To discuss the topic that want to devote this post to, I am forced to tell a bit of history. In 1984, I started to work in the Department of Archaeology of the then Institute of Social Sciences, (ICSO) of the Academy of Sciences, in the National Capitol. In those days, we were a large group whose fundamental mission was scientific research, and we had at our service a very well-stocked library on the second floor, in the room occupied by the Library of Congress in the Republican era, that is, the Social Sciences Library of the Academy of Sciences was the successful heir to a valuable library collection, a treasure of enormous scientific, historical, and cultural value.
In the quiet of the Social Sciences Library I had the opportunity to check out works of classic universal philosophy, encyclopedias, dictionaries, art books, many works of chroniclers and rare literary specimens that were part of an accumulated scientific heritage from the early years of the Republic, exceptionally well-preserved over the years, protected in the safety of their shelves and in the care of specialists.
But it so happened that one sad day the Destructor by Antonomasia laid eyes on the historic Library of Congress. Oh, sacrilege! How could that collection have the arrogance to keep itself intact and to survive his infinite power?! How, when a library like this one had never existed in Birán, could the National Capitol luxuriate in exhibiting, with such great impudence and vanity, the nefarious works of the decadent bourgeois past?! And remembering, with admiration and envy, the burning of the Library at Alexandria and also the ones that the fascist hordes carried out in Nazi Germany, among other pyromaniacs in History, he decided to destroy, once and for all, the Library of Congress. In order to carry it out, he had a brilliant idea, so brilliant that it blinded Dr. Rosa Elena Simeón, the then Minister-President of the Academy of Sciences, who, without hesitation in the least, assumed it with the greatest of enthusiasms: in the area occupied by the Library of Congress and in other areas of the Capitol building she would create the greatest library of science and technology in Latin America; it would be called National Scientific and Technological Library (BNCT). It would have the latest information, and it would extend its services — beyond scientists and specialists — to the entire population.
It was in the last months of 1987 that we saw the old book shelves of the Library of Congress piled up in the Great Hall of Lost Steps, and the books exposed to the voracity of all who would loot the libraries. I cannot ever forget the floor, books tousled everywhere in disarray, thrown unscrupulously by the hordes, who were selecting the rarest to be sold in second hand book stores. We were all encouraged to take whatever books we wanted or could carry. Merchants took away books, so long cared for, in wheelbarrows, full to their very limit. A friend of mine, a reference librarian, had let me know, with tears in her eyes, so that I could also look for a few items that might interest me. Only when I arrived at the enormous room did I understand her grief. I assure you that it was one of the most impressive sights I ever witnessed, a disaster of books scattered, kicked, open, some already destroyed by the rush of the crowds over them: years of knowledge and culture destroyed in a matter of hours in the “most cultured country on Earth”

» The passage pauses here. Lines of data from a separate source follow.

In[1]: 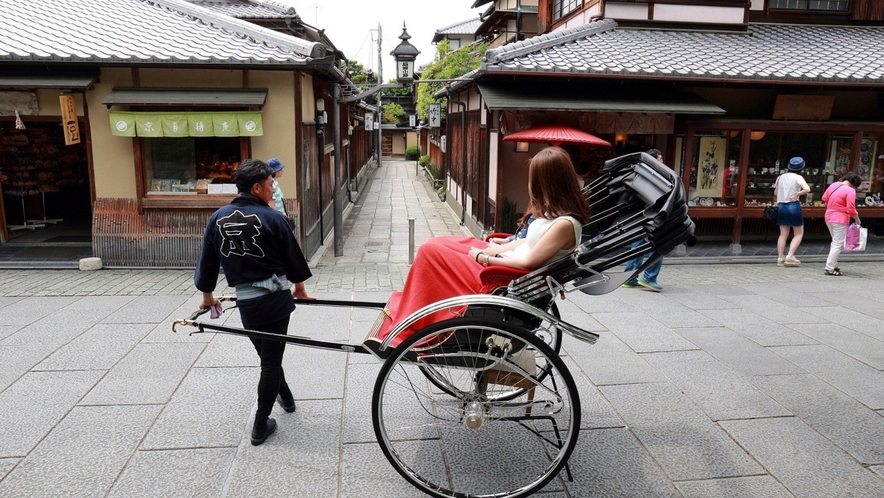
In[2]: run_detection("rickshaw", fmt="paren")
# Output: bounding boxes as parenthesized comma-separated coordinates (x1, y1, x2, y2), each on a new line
(173, 152, 695, 498)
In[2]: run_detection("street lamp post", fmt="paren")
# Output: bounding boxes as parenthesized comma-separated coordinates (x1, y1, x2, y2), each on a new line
(332, 23, 419, 256)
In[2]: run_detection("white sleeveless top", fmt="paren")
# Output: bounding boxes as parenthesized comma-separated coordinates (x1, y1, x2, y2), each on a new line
(500, 216, 582, 264)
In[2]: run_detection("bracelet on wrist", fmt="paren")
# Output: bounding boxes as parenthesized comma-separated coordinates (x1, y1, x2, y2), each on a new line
(475, 251, 484, 263)
(483, 254, 490, 266)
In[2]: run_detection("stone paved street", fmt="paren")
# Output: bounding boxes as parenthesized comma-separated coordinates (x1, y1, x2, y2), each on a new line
(1, 159, 883, 497)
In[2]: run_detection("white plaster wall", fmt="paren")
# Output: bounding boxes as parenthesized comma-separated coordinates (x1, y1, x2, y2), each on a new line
(563, 4, 602, 29)
(605, 2, 649, 20)
(655, 4, 745, 24)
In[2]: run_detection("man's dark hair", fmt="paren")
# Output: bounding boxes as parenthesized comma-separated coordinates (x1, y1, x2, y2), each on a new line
(235, 159, 272, 194)
(646, 148, 663, 159)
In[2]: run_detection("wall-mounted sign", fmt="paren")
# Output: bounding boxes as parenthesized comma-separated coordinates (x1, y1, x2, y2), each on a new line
(440, 135, 446, 152)
(428, 104, 441, 128)
(366, 112, 374, 131)
(409, 114, 416, 127)
(60, 94, 80, 145)
(772, 95, 834, 121)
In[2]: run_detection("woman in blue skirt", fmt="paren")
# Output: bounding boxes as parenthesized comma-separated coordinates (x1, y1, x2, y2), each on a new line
(774, 157, 811, 266)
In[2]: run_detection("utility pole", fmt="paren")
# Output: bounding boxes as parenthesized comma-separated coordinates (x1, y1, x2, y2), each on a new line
(376, 23, 383, 169)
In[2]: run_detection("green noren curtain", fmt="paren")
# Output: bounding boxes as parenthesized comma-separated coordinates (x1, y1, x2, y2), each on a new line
(109, 111, 263, 137)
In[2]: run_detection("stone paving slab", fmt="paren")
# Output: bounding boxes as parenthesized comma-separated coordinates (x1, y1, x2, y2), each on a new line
(599, 382, 762, 481)
(140, 367, 256, 450)
(591, 311, 700, 353)
(0, 370, 103, 457)
(0, 458, 18, 481)
(0, 405, 160, 498)
(81, 342, 205, 405)
(563, 333, 665, 386)
(107, 448, 234, 498)
(770, 344, 884, 410)
(674, 326, 805, 376)
(0, 343, 58, 391)
(564, 428, 681, 497)
(0, 308, 99, 347)
(340, 441, 428, 498)
(720, 417, 884, 498)
(750, 373, 884, 465)
(790, 322, 884, 369)
(33, 323, 153, 371)
(642, 349, 792, 421)
(224, 399, 342, 498)
(0, 296, 78, 325)
(0, 325, 18, 342)
(700, 308, 818, 347)
(675, 475, 793, 498)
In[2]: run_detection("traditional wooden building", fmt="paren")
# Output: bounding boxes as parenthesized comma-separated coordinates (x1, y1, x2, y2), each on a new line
(0, 0, 375, 264)
(437, 0, 884, 248)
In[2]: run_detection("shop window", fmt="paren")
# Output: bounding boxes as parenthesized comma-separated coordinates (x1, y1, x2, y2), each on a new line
(745, 132, 830, 207)
(690, 131, 743, 207)
(552, 0, 582, 22)
(769, 0, 848, 11)
(143, 137, 241, 194)
(860, 134, 882, 206)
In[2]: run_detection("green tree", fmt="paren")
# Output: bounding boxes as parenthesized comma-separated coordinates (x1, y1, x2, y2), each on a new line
(345, 60, 379, 105)
(383, 78, 412, 97)
(416, 40, 488, 121)
(382, 102, 405, 124)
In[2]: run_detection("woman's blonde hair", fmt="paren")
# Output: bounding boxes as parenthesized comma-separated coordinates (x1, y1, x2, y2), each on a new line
(520, 146, 592, 226)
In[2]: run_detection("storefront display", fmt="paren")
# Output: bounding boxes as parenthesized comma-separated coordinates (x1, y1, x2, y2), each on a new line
(142, 137, 241, 195)
(0, 123, 87, 227)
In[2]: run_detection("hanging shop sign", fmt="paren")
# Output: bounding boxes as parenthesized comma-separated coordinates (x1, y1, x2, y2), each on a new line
(60, 94, 80, 145)
(108, 111, 263, 137)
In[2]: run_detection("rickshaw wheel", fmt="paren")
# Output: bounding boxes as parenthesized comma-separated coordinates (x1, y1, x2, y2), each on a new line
(372, 317, 580, 498)
(420, 303, 562, 402)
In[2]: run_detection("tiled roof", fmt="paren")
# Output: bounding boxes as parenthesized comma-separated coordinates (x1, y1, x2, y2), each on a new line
(481, 19, 884, 84)
(436, 17, 483, 36)
(189, 0, 298, 19)
(0, 0, 325, 66)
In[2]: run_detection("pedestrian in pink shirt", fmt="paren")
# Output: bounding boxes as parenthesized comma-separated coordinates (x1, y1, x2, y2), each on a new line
(821, 171, 862, 276)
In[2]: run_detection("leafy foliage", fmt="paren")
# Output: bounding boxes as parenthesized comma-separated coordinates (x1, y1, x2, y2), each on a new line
(416, 40, 489, 121)
(405, 145, 420, 160)
(345, 60, 378, 105)
(383, 79, 412, 97)
(382, 102, 405, 124)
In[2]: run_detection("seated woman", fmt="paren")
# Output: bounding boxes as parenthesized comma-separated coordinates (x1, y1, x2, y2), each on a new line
(378, 146, 592, 342)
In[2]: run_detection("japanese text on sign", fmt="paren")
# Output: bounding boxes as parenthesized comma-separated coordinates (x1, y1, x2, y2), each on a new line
(59, 94, 80, 145)
(428, 104, 441, 128)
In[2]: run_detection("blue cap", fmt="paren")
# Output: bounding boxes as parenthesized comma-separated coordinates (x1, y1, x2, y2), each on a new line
(788, 157, 805, 171)
(267, 158, 285, 173)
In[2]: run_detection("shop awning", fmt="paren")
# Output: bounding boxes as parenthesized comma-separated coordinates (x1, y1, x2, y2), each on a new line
(477, 83, 725, 115)
(102, 88, 268, 108)
(108, 111, 263, 137)
(0, 73, 98, 90)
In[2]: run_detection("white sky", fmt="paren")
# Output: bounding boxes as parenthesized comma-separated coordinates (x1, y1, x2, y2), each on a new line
(281, 1, 483, 77)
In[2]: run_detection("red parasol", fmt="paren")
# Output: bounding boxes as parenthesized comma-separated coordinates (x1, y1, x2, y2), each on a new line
(503, 124, 611, 147)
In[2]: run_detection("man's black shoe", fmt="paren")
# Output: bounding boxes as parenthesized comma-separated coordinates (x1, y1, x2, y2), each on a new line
(250, 418, 277, 446)
(277, 394, 296, 413)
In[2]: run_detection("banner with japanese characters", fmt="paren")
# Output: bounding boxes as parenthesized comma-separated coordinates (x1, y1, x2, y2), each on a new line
(109, 111, 262, 137)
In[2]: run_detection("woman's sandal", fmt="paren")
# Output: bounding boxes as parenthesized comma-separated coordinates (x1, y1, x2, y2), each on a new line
(824, 269, 843, 276)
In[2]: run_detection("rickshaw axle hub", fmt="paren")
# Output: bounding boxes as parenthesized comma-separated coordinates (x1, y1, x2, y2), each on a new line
(462, 400, 486, 430)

The dazzling Commander inaugurated the BNCT in July of 1988. It left behind the destruction of the old library, as well as the replica of the Punta del Este Cave, with its aboriginal pictographs perfectly copied with mathematical calculations and artistic patterns, which numerous Cuban and foreign specialists had achieved. Everything was worthy of being sacrificed in the name of the new lunacy. The press did not publish these events, although they orchestrated the fanfare of the inauguration.
The BNCT never had the riches of the Library of Congress. In addition, it never attained the dream of providing the latest scientific information services, not to mention equipment, shelving and furniture, which had nowhere near the quality, comfort and elegance of the old library that was destroyed. It was a short-lived bubble, because ideas based on destruction are doomed to failure. That has been the sign of each of the Orate’s initiative.
It turns out that the Capitol has recently become part of the Heritage under The City Historian’s works of restoration. I found out that, at the end of the day, the BNCT has also fallen into disgrace and it must abandon its current premises. To that end, the most exalted science library in Latin America has been assigned a few small locations where its collection does not fit. Workers have been forced to discard many resources that they have had to pack away, and, evidently, there won’t be space for the BNCT in the Capitol this time around, once it is restored. Thus, the BNCT must also prepare its epitaph. Hereinafter, it will become part of the long list of destruction that the Commander of Perverse Lunacy has left in his passage through life.